I can’t help but wonder that some of the negative adjectives associated with femininity may be strongly associated with gynaecological problems. For instance, historically speaking (when medicine wasn’t as advanced as it is now) women would take to their beds for a week. Were our mothers and grandmothers suffering with Endo? Unable to adequately explain the pain they suffered as a proper diagnosis would be years, decades, or even centuries away, it’s little wonder they were considered weak, delicate, nerveless, timid, pleasure-loving, effeminate and feminine!
But how has Endo affected MY feelings of femininity? I have to point to the things that identify me as a woman: breasts, periods, curves, etc.
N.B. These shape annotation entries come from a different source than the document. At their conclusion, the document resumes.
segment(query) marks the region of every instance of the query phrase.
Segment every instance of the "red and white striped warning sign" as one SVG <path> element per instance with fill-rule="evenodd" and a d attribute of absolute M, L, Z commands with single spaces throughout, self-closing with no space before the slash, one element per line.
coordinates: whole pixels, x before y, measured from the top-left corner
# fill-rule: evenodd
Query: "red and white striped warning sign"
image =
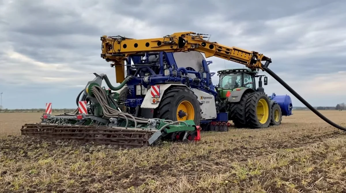
<path fill-rule="evenodd" d="M 46 103 L 46 114 L 52 114 L 52 103 Z"/>
<path fill-rule="evenodd" d="M 160 97 L 160 85 L 152 86 L 151 88 L 150 92 L 152 98 Z"/>
<path fill-rule="evenodd" d="M 86 101 L 78 101 L 78 111 L 81 114 L 88 115 L 86 110 Z"/>

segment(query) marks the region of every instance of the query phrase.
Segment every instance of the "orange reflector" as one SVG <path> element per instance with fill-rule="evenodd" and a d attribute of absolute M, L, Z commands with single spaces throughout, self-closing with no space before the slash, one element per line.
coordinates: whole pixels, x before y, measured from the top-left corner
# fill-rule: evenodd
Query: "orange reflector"
<path fill-rule="evenodd" d="M 229 97 L 230 96 L 231 96 L 231 92 L 229 91 L 229 90 L 228 90 L 226 93 L 226 97 Z"/>

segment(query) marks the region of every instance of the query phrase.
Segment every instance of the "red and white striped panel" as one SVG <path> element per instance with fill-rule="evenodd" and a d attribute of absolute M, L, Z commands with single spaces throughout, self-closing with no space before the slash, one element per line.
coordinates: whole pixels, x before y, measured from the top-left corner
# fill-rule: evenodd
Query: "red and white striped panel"
<path fill-rule="evenodd" d="M 86 100 L 78 101 L 78 111 L 81 114 L 88 115 Z"/>
<path fill-rule="evenodd" d="M 52 103 L 46 103 L 46 114 L 52 115 Z"/>
<path fill-rule="evenodd" d="M 150 92 L 152 98 L 160 97 L 160 85 L 152 86 L 151 88 Z"/>

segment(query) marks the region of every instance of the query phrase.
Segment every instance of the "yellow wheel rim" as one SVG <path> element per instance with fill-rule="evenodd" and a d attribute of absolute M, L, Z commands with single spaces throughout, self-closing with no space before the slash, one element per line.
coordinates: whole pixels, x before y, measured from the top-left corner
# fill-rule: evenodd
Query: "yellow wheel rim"
<path fill-rule="evenodd" d="M 176 109 L 176 119 L 178 120 L 193 120 L 194 109 L 191 103 L 184 100 L 178 105 Z"/>
<path fill-rule="evenodd" d="M 269 109 L 268 103 L 263 98 L 258 101 L 257 103 L 257 117 L 260 123 L 262 124 L 265 123 L 269 117 Z"/>
<path fill-rule="evenodd" d="M 279 119 L 280 119 L 280 114 L 279 113 L 279 110 L 277 109 L 275 109 L 275 110 L 274 110 L 274 120 L 275 120 L 275 122 L 279 122 Z"/>

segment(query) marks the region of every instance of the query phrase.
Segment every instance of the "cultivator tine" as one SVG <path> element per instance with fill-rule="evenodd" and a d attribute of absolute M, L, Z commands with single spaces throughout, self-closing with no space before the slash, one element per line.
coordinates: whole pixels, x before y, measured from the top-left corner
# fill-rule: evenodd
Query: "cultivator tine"
<path fill-rule="evenodd" d="M 46 138 L 73 139 L 126 147 L 146 146 L 156 130 L 126 128 L 120 127 L 56 125 L 46 123 L 26 124 L 20 129 L 22 135 Z"/>

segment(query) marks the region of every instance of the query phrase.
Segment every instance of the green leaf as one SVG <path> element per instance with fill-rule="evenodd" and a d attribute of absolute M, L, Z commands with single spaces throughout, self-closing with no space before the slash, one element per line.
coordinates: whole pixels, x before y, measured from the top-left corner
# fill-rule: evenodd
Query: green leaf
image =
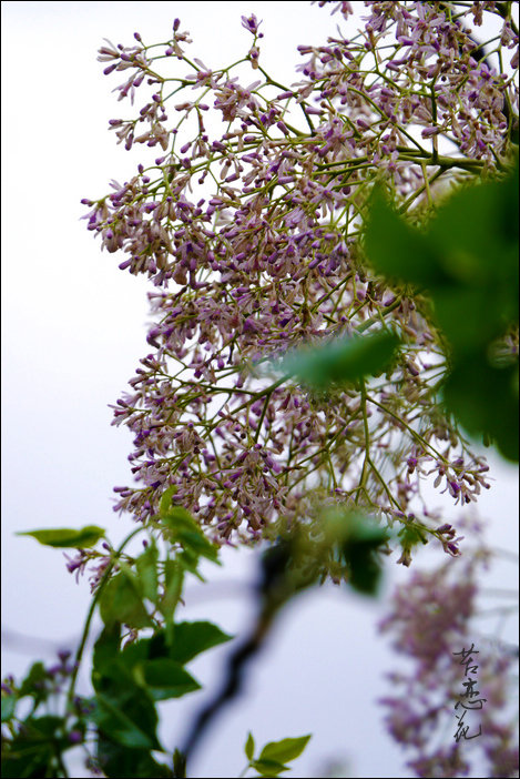
<path fill-rule="evenodd" d="M 431 287 L 449 279 L 432 242 L 398 216 L 380 192 L 373 199 L 365 249 L 376 272 L 390 280 Z"/>
<path fill-rule="evenodd" d="M 244 751 L 247 760 L 253 760 L 253 755 L 255 753 L 255 739 L 253 738 L 253 734 L 249 732 L 247 734 L 247 739 L 244 746 Z"/>
<path fill-rule="evenodd" d="M 159 516 L 164 517 L 166 514 L 171 510 L 172 507 L 172 497 L 175 495 L 177 492 L 177 487 L 169 487 L 167 489 L 164 490 L 164 493 L 161 496 L 161 503 L 159 504 Z"/>
<path fill-rule="evenodd" d="M 26 533 L 17 533 L 17 536 L 31 536 L 43 546 L 54 546 L 59 548 L 73 547 L 83 549 L 88 546 L 94 546 L 99 539 L 104 536 L 105 532 L 96 525 L 86 525 L 80 530 L 75 528 L 59 527 L 55 529 L 45 530 L 27 530 Z"/>
<path fill-rule="evenodd" d="M 157 605 L 157 548 L 152 542 L 150 546 L 137 557 L 135 566 L 137 568 L 139 580 L 143 596 Z"/>
<path fill-rule="evenodd" d="M 135 678 L 149 688 L 154 700 L 181 698 L 187 692 L 201 689 L 201 685 L 180 662 L 165 657 L 145 660 L 134 668 Z"/>
<path fill-rule="evenodd" d="M 17 696 L 14 694 L 6 694 L 2 691 L 2 722 L 9 722 L 14 716 L 17 708 Z"/>
<path fill-rule="evenodd" d="M 114 696 L 115 691 L 119 695 Z M 129 749 L 161 750 L 155 707 L 142 688 L 112 686 L 110 695 L 96 694 L 95 704 L 92 718 L 108 739 Z"/>
<path fill-rule="evenodd" d="M 133 628 L 153 626 L 136 591 L 135 583 L 125 570 L 105 585 L 100 598 L 100 614 L 106 626 L 113 623 L 123 623 Z"/>
<path fill-rule="evenodd" d="M 376 550 L 389 538 L 388 530 L 365 514 L 332 510 L 325 515 L 325 532 L 340 549 L 348 585 L 364 595 L 377 595 L 381 566 Z"/>
<path fill-rule="evenodd" d="M 258 771 L 262 777 L 277 777 L 282 771 L 290 771 L 288 766 L 277 760 L 252 760 L 251 768 Z"/>
<path fill-rule="evenodd" d="M 170 508 L 162 517 L 172 543 L 181 544 L 186 552 L 217 562 L 218 549 L 204 535 L 195 519 L 182 506 Z"/>
<path fill-rule="evenodd" d="M 385 370 L 399 338 L 389 332 L 334 338 L 323 346 L 302 348 L 287 356 L 281 371 L 317 388 L 333 383 L 351 383 Z"/>
<path fill-rule="evenodd" d="M 73 747 L 62 728 L 61 717 L 28 717 L 14 738 L 2 738 L 2 777 L 57 776 L 57 755 Z"/>
<path fill-rule="evenodd" d="M 174 628 L 170 657 L 184 665 L 196 655 L 230 641 L 232 638 L 233 636 L 227 635 L 213 623 L 179 623 Z"/>
<path fill-rule="evenodd" d="M 485 433 L 500 453 L 518 463 L 518 366 L 490 365 L 487 355 L 460 358 L 443 389 L 448 408 L 472 435 Z"/>
<path fill-rule="evenodd" d="M 277 760 L 278 762 L 287 762 L 295 760 L 302 755 L 310 739 L 308 736 L 299 736 L 298 738 L 284 738 L 281 741 L 269 741 L 261 752 L 261 760 Z"/>

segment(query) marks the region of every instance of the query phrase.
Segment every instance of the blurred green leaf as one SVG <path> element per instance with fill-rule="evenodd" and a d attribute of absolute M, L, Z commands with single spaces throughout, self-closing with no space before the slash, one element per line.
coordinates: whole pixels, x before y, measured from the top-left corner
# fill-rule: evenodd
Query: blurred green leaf
<path fill-rule="evenodd" d="M 45 530 L 27 530 L 24 533 L 17 533 L 17 536 L 31 536 L 40 544 L 43 544 L 43 546 L 83 549 L 98 544 L 100 538 L 104 536 L 104 533 L 102 527 L 86 525 L 79 530 L 75 528 L 59 527 Z"/>
<path fill-rule="evenodd" d="M 299 736 L 298 738 L 284 738 L 281 741 L 269 741 L 263 748 L 261 760 L 277 760 L 278 762 L 287 762 L 295 760 L 302 755 L 310 739 L 308 736 Z"/>
<path fill-rule="evenodd" d="M 422 285 L 432 301 L 434 318 L 449 343 L 442 389 L 448 411 L 516 462 L 518 367 L 494 365 L 492 348 L 509 325 L 518 324 L 518 178 L 517 159 L 502 180 L 462 186 L 425 231 L 405 224 L 378 195 L 365 235 L 376 271 Z M 518 355 L 510 357 L 518 363 Z"/>
<path fill-rule="evenodd" d="M 204 535 L 190 512 L 182 506 L 174 506 L 162 516 L 162 524 L 167 528 L 172 543 L 181 544 L 192 555 L 206 557 L 217 563 L 218 549 Z M 191 563 L 190 566 L 192 567 Z"/>
<path fill-rule="evenodd" d="M 201 689 L 201 685 L 180 662 L 166 657 L 145 660 L 134 667 L 134 677 L 142 679 L 154 700 L 181 698 Z"/>
<path fill-rule="evenodd" d="M 128 749 L 109 741 L 103 736 L 98 740 L 98 760 L 103 775 L 116 779 L 162 779 L 173 777 L 173 771 L 157 762 L 147 749 Z"/>
<path fill-rule="evenodd" d="M 428 237 L 398 216 L 375 191 L 365 232 L 365 250 L 375 270 L 390 280 L 431 287 L 449 277 Z"/>
<path fill-rule="evenodd" d="M 14 716 L 17 708 L 17 696 L 7 694 L 2 690 L 2 722 L 9 722 Z"/>
<path fill-rule="evenodd" d="M 135 581 L 122 570 L 105 585 L 100 597 L 100 614 L 105 625 L 123 623 L 133 628 L 152 627 Z"/>
<path fill-rule="evenodd" d="M 253 738 L 253 734 L 251 731 L 247 734 L 244 751 L 247 760 L 251 761 L 253 759 L 253 755 L 255 753 L 255 739 Z"/>
<path fill-rule="evenodd" d="M 288 766 L 284 766 L 277 760 L 253 760 L 251 768 L 258 771 L 262 777 L 277 777 L 282 771 L 290 771 Z"/>
<path fill-rule="evenodd" d="M 207 621 L 179 623 L 174 627 L 173 636 L 170 657 L 182 665 L 192 660 L 196 655 L 220 644 L 231 641 L 233 638 L 213 623 Z"/>
<path fill-rule="evenodd" d="M 150 546 L 147 546 L 135 560 L 143 596 L 149 598 L 149 600 L 155 605 L 159 600 L 157 557 L 157 548 L 155 543 L 152 540 Z"/>
<path fill-rule="evenodd" d="M 399 338 L 389 332 L 335 338 L 317 347 L 300 348 L 288 355 L 279 370 L 317 388 L 351 383 L 385 370 Z"/>
<path fill-rule="evenodd" d="M 100 731 L 114 743 L 129 749 L 159 749 L 155 736 L 157 714 L 145 690 L 131 680 L 124 685 L 105 680 L 106 692 L 95 696 L 92 719 Z"/>

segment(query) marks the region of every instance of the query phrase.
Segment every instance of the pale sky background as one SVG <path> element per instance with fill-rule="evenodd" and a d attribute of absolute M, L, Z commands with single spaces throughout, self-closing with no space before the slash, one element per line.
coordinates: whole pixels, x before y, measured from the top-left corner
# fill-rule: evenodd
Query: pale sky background
<path fill-rule="evenodd" d="M 59 550 L 13 534 L 99 524 L 115 543 L 130 529 L 129 518 L 112 512 L 112 487 L 130 480 L 131 436 L 110 426 L 108 404 L 149 351 L 147 285 L 119 271 L 119 255 L 101 253 L 79 221 L 81 198 L 104 194 L 112 178 L 126 180 L 137 160 L 108 132 L 121 111 L 111 90 L 122 79 L 102 74 L 96 50 L 103 38 L 130 44 L 135 30 L 145 41 L 166 40 L 180 17 L 194 40 L 191 54 L 220 67 L 247 51 L 241 14 L 252 12 L 264 20 L 267 70 L 285 82 L 298 78 L 296 45 L 324 42 L 339 21 L 294 1 L 2 2 L 2 675 L 19 676 L 32 660 L 51 661 L 53 648 L 70 646 L 90 600 L 86 580 L 75 584 Z M 498 464 L 492 476 L 479 510 L 492 545 L 516 552 L 517 469 Z M 434 505 L 446 505 L 446 519 L 457 525 L 460 510 L 445 499 L 437 495 Z M 256 564 L 251 553 L 227 558 L 214 577 L 227 588 L 205 600 L 194 596 L 180 614 L 241 634 Z M 287 609 L 251 669 L 246 696 L 210 732 L 192 776 L 237 776 L 249 729 L 258 745 L 314 734 L 289 777 L 319 776 L 330 761 L 348 767 L 337 776 L 410 776 L 375 704 L 388 691 L 384 672 L 398 664 L 375 624 L 390 581 L 410 573 L 394 560 L 380 601 L 325 587 Z M 488 586 L 516 587 L 517 576 L 518 564 L 500 563 Z M 489 623 L 491 633 L 499 629 L 514 641 L 516 616 L 501 628 Z M 39 641 L 14 641 L 14 634 Z M 210 692 L 227 652 L 213 650 L 192 666 Z M 169 704 L 165 746 L 181 741 L 203 698 Z"/>

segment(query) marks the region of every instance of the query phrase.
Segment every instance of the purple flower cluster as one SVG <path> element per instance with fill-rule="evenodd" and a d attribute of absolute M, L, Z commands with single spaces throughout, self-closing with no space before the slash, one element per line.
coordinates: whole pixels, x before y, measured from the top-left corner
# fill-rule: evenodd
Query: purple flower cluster
<path fill-rule="evenodd" d="M 161 148 L 130 181 L 83 201 L 88 229 L 123 254 L 120 267 L 155 286 L 153 351 L 113 406 L 114 424 L 133 435 L 139 482 L 116 488 L 115 509 L 136 520 L 153 523 L 173 486 L 173 502 L 215 540 L 249 542 L 278 520 L 313 516 L 324 500 L 399 520 L 431 472 L 456 500 L 487 486 L 483 462 L 431 397 L 443 361 L 437 334 L 405 290 L 366 267 L 359 235 L 376 181 L 420 220 L 431 179 L 442 185 L 500 168 L 518 94 L 511 78 L 472 57 L 460 14 L 440 3 L 366 6 L 351 40 L 299 47 L 303 80 L 290 88 L 261 68 L 257 49 L 237 65 L 262 74 L 253 83 L 188 60 L 179 20 L 164 53 L 185 61 L 187 75 L 160 75 L 139 33 L 136 45 L 100 51 L 105 72 L 129 75 L 120 99 L 152 92 L 134 120 L 111 121 L 119 141 Z M 256 42 L 256 18 L 242 22 Z M 517 42 L 510 19 L 502 38 Z M 167 124 L 167 95 L 181 90 Z M 211 136 L 207 115 L 224 122 L 222 134 Z M 452 156 L 439 155 L 440 136 Z M 363 398 L 354 388 L 316 395 L 273 373 L 303 341 L 381 323 L 404 346 Z M 457 554 L 452 536 L 419 525 Z"/>
<path fill-rule="evenodd" d="M 388 675 L 394 695 L 380 702 L 388 711 L 388 731 L 414 756 L 407 766 L 418 777 L 467 776 L 473 760 L 485 776 L 518 772 L 516 727 L 507 711 L 513 657 L 503 647 L 479 638 L 478 688 L 486 700 L 478 711 L 481 738 L 472 741 L 470 751 L 453 738 L 453 707 L 463 680 L 453 652 L 476 640 L 477 583 L 488 559 L 489 552 L 481 547 L 470 560 L 415 571 L 396 589 L 391 610 L 379 625 L 381 633 L 392 637 L 397 652 L 414 664 L 408 672 Z"/>

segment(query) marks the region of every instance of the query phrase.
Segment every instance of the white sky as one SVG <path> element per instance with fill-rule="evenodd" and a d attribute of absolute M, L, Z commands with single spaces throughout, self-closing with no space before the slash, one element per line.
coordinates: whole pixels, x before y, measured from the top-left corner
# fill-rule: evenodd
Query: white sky
<path fill-rule="evenodd" d="M 355 3 L 360 6 L 360 3 Z M 112 486 L 129 482 L 131 437 L 110 426 L 113 403 L 133 375 L 145 345 L 146 283 L 118 270 L 118 255 L 79 221 L 81 198 L 125 180 L 135 160 L 115 144 L 108 120 L 120 114 L 102 75 L 103 38 L 131 43 L 170 37 L 174 17 L 188 29 L 191 53 L 210 67 L 236 59 L 249 45 L 241 14 L 264 20 L 263 57 L 290 82 L 298 43 L 322 43 L 339 18 L 307 2 L 3 2 L 2 3 L 2 628 L 57 643 L 75 637 L 90 600 L 60 552 L 17 530 L 99 524 L 116 542 L 129 520 L 112 512 Z M 183 73 L 184 68 L 181 65 Z M 269 70 L 269 68 L 267 68 Z M 253 81 L 255 74 L 252 73 Z M 518 549 L 517 471 L 500 465 L 481 502 L 494 546 Z M 446 497 L 446 496 L 443 496 Z M 442 496 L 436 498 L 440 504 Z M 445 504 L 445 505 L 450 505 Z M 458 509 L 446 518 L 456 524 Z M 440 557 L 438 556 L 438 559 Z M 251 606 L 244 583 L 254 558 L 233 555 L 220 579 L 239 581 L 235 597 L 194 603 L 186 618 L 208 618 L 244 630 Z M 406 570 L 390 563 L 391 578 Z M 514 587 L 518 566 L 491 573 L 493 586 Z M 217 590 L 215 590 L 215 594 Z M 383 605 L 324 588 L 300 598 L 279 623 L 248 677 L 247 696 L 210 734 L 194 776 L 226 777 L 243 768 L 243 743 L 313 732 L 289 776 L 318 776 L 325 762 L 348 762 L 350 775 L 408 773 L 386 736 L 375 699 L 395 664 L 375 638 Z M 493 628 L 494 629 L 494 628 Z M 503 638 L 516 639 L 509 620 Z M 9 638 L 9 634 L 7 634 Z M 29 648 L 29 654 L 23 651 Z M 2 674 L 20 674 L 45 645 L 6 640 Z M 227 649 L 193 666 L 210 685 Z M 184 732 L 201 694 L 169 704 L 165 745 Z M 78 773 L 78 776 L 80 776 Z M 340 773 L 339 776 L 345 776 Z"/>

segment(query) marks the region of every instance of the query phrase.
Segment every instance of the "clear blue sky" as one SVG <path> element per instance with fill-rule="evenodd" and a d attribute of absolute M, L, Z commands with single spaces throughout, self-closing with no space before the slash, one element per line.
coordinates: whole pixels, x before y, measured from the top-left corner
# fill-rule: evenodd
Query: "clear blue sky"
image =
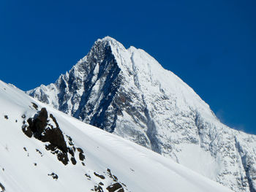
<path fill-rule="evenodd" d="M 1 0 L 0 79 L 24 91 L 53 82 L 108 35 L 153 55 L 223 123 L 256 134 L 255 10 L 255 0 Z"/>

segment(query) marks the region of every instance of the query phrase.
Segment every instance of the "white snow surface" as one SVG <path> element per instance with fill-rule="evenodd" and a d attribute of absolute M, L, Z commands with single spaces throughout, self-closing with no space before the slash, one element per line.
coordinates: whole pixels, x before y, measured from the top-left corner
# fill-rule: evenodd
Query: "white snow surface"
<path fill-rule="evenodd" d="M 38 105 L 39 110 L 46 107 L 56 118 L 62 132 L 83 149 L 85 166 L 80 162 L 64 165 L 45 150 L 45 143 L 24 134 L 22 115 L 33 117 L 37 113 L 31 102 Z M 91 191 L 99 182 L 104 184 L 102 190 L 108 191 L 108 185 L 115 182 L 108 177 L 107 169 L 126 185 L 124 191 L 230 191 L 173 161 L 86 124 L 2 81 L 0 104 L 0 183 L 5 191 Z M 100 180 L 94 172 L 105 175 L 105 179 Z M 57 180 L 48 175 L 52 172 L 59 176 Z M 85 174 L 91 178 L 88 180 Z"/>
<path fill-rule="evenodd" d="M 256 137 L 222 124 L 189 85 L 141 49 L 98 39 L 55 83 L 27 93 L 234 191 L 256 191 Z"/>

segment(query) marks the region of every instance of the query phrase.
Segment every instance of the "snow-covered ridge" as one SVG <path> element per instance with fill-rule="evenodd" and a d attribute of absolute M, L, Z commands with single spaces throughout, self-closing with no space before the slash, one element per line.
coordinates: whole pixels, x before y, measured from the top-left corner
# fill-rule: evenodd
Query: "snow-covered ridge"
<path fill-rule="evenodd" d="M 111 37 L 48 86 L 27 92 L 228 186 L 256 191 L 256 137 L 233 130 L 173 72 Z"/>
<path fill-rule="evenodd" d="M 0 104 L 0 191 L 230 191 L 156 153 L 36 101 L 1 80 Z M 45 127 L 42 126 L 44 123 Z M 41 128 L 45 128 L 42 133 Z M 67 151 L 56 140 L 45 140 L 47 131 L 59 128 L 56 133 L 63 134 Z M 67 163 L 59 158 L 60 150 L 67 155 Z"/>

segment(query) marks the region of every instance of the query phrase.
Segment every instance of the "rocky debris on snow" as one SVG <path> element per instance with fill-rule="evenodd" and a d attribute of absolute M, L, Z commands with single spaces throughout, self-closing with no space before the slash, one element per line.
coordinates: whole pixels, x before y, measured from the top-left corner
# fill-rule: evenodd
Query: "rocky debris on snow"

I will remind you that I was an early developer: I had the beginnings of my breasts at 10 and I began menstruating at the tender age of 12. My pain at that point was so severe that my periods were punctuated with vomiting from the agony. I used to dread my periods. It’s hard enough at that age to carry around womanly accoutrements without the distress that I associated with my periods. There were times when I wished I’d been born a boy. When my mother was pregnant with my baby sister, I felt envious that she was effectively skipping 9 periods. Even as a teenager I wondered how I could go about getting a hysterectomy. Of course, this didn’t happen, but I hope it illustrates the fact that I was in desperate pain – I felt trapped in a body that was fighting my conscious self.
Without a proper diagnosis, I was told my pain was “just cramps” – none of my school friends seemed to suffer like I did. I thought I was unlucky but normal. I became two people: the student and work colleague who is intelligent and competent; the other person is fearful, curled into the foetal position, clutching a hot water bottle and popping anti-inflammatories and painkillers. In the past my pain has been so intense that I’ve given myself 3rd degree burns on my back (complete with blisters) but it felt good at the time as the heat alleviated some of my endo pain.
The fact that I have regular chronic pain, to my mind, means that I’m strong. I’m strong for learning how to cope, I’m strong for learning how to manage my pain, I endure pain and this makes me stronger every cycle I endure it. Like the Rock of Gibraltar, I am battered by things that could easily destroy me, but I endure.
As much as I associate having breasts with being a woman, I also associate pain with being a woman. Being a woman isn’t just about pain, I also feel attractive – my husband first called me Foxy and I took it as my assumed identity for this blog. Truly being a woman is about pain as well as grace, affection, trust and strength.